A vulnerability in the Windows Server Update Service (WSUS) is being actively exploited by cybercriminals to plant Skuld Staler malware, according to new research from the cybersecurity firm Darktrace.
This service, which helps companies manage Microsoft updates in a centralised manner across corporate networks, contains a flaw, identified as CVE-2025-59287, which Microsoft disclosed in October 2025. Because WSUS servers hold key permissions within a network, they are considered high-value targets.
The initial security fix released by Microsoft as part of its October 2025 Patch Tuesday wasn’t completely successful in solving the risk, forcing a second, urgent update (called an out-of-band patch) on October 23. However, even with the updates available, criminals started using the flaw right away, prompting the US Cybersecurity and Infrastructure Security Agency (CISA) to add the problem to its list of exploited vulnerabilities on October 24.
The Attack Timeline
Darktrace investigated two separate incidents involving US-based customers where this vulnerability was utilised by attackers. The first signs of trouble began on October 24, 2025- the same day CISA added the flaw to its list.

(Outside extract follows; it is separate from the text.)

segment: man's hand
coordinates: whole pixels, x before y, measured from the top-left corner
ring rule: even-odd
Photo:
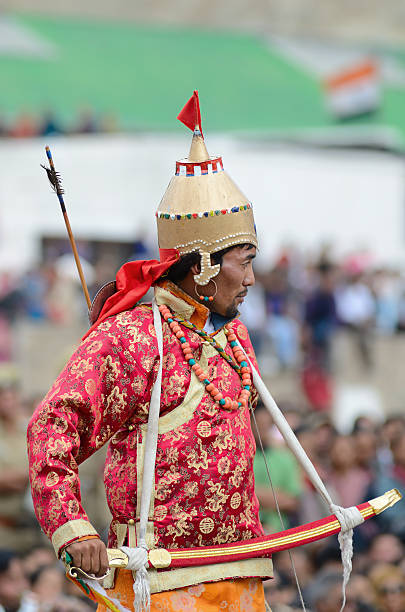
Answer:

In the initial case, a WSUS server belonging to a firm in the Information and Communication sector began making unusual connections to webhook.site around 3:55 AM. Subsequent communication was seen, with some connections using the common tools PowerShell and cURL.
As we know it, these are legitimate programs, but attackers were misusing them to remotely control the server. By October 26, the device started connecting to rare subdomains of workersdev, a service often abused by hackers.
Further probing revealed the device downloaded a legitimate security tool called Velociraptor. The attackers used a vulnerable version of this tool to create a hidden communication ‘tunnel’ back to their command server. The malicious communication continued into October 27, leading to the possible download of the final payload: a data-stealing program called Skuld Stealer.
This stealer takes sensitive information like crypto wallets, and the attackers aimed to “maintain persistence in enterprise environments, bypassing traditional defences,” according to the Darktrace report shared with Hackread.com
Education Sector Incident
A second, similar attack was detected shortly after the first, impacting a WSUS server within the Education sector. This device also made outgoing connections using PowerShell to webhook.site on October 24.
While Darktrace did not see further network activity, it is worth noting that the customer’s own security system flagged malicious activity on October 27, suggesting the compromise may have continued secretly on the computer.
The research confirms how criminals are “leveraging WSUS to deliver malicious payloads.” Darktrace researchers emphasise that an exploit of this kind can lead to considerable damage, from data theft to a full-scale network compromise.
This chain of events also clearly shows that companies need to be ready to protect against attacks, especially now that criminals are misusing even normal, trusted programs to break in.